MANILA, Philippines - The number of SM Foundation Kabalikat sa Kabuhayan Farmers’ Training Program (KSK-FTP) beneficiaries continues to increase as another batch of farmers completed their training in Magallanes, Cavite recently.
The Kabalikat sa Kabuhayan Farmers’ Training Program is among the livelihood and outreach programs of SM Foundation to empower vegetable farmers not only to earn more income, but also to be self-sufficient in food.
The program is a 12-week hands-on training on high value crops, fruits and vegetables. Funding for the training is provided by SM Foundation while Harbest Agribusiness Corp., a program partner provides the manpower and specialists who impart modern techniques in farming in the lecture sessions and the seedlings used in the actual training at the demo farm.
Arsenio Barcelona, president of Harbest, stressed that KSK FTP through Harbest continues to help the farmers by providing extension services even after the training program to ensure that the program is sustained.
The technical know-how the farmers learn is replicated in their own farmlots. Barcelona shared that participants in previous KSK FTP in Monkayo, Compostela now serve as trainors in the farmers’ training program in the municipality. He added that other KSK FTP would be implemented in Tanay, San Fernando City (Pampanga), UPLB, Camarines Sur and Fort Magsaysay (Nueva Ecija).
Aside from Harbest Agribusiness Corp., other program partners are the Department of Agriculture, DSWD, local government units and non-government organizations.
The 123 farmers who finished the KSK-FTP in Barangay Medina, Magallanes, Cavite is the 53rd batch of graduates of the program. The farmers come from Magallanes and other neighboring municipalities of Amadeo and Aguinaldo, some of them beneficiaries of government’s 4P’s program. Magallanes is a fourth class municipality of Cavite with 16 barangays located 97 kms. south of Manila. It is 2,000 ft. above sea level and is primarily agricultural.
A day prior to the graduation ceremony at SM City Dasmariñas, a harvest festival was held at the site of the training program. Crops harvested included eggplant, tomato, patola, upo, string beans, watermelon, honeydew and sweet melon.
Providing entrepreneurial training to the farmers is undertaken by the other program partners like DSWD and BDO. The DSWD conducts values formation seminars and entrepreneurial skills training.
Seminars on accounting for non-accountants are given by BDO to equip the farmers with skills to market their produce and become entrepreneurs.

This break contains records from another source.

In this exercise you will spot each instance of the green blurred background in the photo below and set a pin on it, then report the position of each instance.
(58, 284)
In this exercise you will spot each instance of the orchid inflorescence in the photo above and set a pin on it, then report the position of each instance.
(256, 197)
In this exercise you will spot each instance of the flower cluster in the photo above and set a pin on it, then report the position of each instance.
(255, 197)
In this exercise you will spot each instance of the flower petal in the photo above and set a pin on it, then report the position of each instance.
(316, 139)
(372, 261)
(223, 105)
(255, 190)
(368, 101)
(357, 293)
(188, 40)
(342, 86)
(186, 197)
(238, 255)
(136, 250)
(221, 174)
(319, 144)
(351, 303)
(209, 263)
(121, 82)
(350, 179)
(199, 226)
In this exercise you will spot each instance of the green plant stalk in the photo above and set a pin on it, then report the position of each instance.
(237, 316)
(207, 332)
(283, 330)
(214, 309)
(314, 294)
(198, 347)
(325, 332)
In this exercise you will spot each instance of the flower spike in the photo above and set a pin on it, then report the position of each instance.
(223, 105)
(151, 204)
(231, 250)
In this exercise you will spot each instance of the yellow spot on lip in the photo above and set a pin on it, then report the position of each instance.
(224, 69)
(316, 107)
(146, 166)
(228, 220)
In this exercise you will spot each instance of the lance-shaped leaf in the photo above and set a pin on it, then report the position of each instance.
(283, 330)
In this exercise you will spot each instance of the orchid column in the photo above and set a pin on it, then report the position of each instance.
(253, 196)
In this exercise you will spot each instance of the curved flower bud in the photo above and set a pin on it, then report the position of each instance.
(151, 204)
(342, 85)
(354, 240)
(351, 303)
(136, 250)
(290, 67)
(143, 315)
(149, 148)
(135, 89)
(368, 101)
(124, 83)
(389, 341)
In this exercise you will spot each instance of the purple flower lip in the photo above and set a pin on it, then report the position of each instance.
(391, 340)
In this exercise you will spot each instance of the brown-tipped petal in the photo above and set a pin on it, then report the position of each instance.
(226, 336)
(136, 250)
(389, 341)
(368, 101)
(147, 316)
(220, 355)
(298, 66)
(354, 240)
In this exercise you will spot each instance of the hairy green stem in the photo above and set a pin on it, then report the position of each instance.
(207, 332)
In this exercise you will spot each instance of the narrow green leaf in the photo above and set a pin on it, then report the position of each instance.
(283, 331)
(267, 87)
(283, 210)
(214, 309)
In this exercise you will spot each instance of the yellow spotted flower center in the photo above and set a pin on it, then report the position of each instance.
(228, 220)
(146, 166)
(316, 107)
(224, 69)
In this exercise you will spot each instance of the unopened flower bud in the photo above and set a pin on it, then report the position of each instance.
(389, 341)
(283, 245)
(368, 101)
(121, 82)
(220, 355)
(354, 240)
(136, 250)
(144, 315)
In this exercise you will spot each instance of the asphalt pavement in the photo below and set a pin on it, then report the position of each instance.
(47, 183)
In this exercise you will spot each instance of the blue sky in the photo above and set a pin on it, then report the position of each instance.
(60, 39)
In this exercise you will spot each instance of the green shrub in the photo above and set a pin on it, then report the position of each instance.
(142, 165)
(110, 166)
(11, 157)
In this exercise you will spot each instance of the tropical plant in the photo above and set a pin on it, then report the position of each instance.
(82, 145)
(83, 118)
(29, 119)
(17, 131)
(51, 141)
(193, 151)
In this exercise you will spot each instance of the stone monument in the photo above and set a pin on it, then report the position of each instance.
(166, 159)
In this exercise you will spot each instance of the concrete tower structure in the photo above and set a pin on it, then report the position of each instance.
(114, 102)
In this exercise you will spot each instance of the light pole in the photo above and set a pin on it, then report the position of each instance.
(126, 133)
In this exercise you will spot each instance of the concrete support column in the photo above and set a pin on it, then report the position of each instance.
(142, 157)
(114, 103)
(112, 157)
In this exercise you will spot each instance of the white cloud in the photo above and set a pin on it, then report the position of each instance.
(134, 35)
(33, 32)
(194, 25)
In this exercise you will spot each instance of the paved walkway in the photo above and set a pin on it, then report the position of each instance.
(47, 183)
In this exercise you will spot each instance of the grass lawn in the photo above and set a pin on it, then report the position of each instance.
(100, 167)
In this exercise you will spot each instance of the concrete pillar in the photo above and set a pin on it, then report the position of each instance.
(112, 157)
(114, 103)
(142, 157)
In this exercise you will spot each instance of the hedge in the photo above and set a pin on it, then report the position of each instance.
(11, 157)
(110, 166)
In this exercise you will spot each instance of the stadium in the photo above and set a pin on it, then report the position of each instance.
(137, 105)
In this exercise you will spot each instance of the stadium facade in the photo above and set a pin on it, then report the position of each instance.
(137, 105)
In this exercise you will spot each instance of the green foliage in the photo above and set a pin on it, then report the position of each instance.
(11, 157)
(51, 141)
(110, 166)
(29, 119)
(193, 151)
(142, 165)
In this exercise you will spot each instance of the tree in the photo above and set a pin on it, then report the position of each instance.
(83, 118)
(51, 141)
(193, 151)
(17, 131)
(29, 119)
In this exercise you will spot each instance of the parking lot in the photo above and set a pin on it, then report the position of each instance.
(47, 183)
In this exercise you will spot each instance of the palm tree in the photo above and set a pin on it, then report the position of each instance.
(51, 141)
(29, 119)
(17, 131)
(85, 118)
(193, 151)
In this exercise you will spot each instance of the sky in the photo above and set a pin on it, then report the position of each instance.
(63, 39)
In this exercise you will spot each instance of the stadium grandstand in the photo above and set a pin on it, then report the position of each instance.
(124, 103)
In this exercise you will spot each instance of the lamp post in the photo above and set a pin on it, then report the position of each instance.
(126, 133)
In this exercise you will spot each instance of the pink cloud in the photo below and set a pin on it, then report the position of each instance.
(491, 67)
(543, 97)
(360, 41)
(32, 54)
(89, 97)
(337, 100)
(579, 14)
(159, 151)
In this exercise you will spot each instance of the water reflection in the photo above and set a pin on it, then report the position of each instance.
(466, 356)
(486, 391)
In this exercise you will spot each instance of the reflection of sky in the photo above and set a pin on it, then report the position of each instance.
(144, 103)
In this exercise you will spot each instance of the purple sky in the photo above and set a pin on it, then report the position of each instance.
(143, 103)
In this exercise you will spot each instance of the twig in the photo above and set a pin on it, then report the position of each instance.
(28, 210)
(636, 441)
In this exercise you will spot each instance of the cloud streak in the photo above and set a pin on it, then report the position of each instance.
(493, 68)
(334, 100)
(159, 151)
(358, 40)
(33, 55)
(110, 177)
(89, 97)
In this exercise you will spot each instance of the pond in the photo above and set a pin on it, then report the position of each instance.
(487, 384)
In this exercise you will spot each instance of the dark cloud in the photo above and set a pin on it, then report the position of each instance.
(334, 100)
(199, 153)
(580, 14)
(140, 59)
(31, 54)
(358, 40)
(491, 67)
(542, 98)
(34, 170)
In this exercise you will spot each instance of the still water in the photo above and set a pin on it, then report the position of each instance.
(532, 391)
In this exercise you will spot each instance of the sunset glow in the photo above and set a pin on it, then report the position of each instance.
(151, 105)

It is important for the farmers to have a marketing strategy and this strategy depends on the farmers, said Barcelona.
According to him, some graduates of the program have formed associations. Being members of an association makes it easier for small vegetable farmers to comply not only with documentation and paperworks required by supermarkets and buyers but also with the volume of produce needed.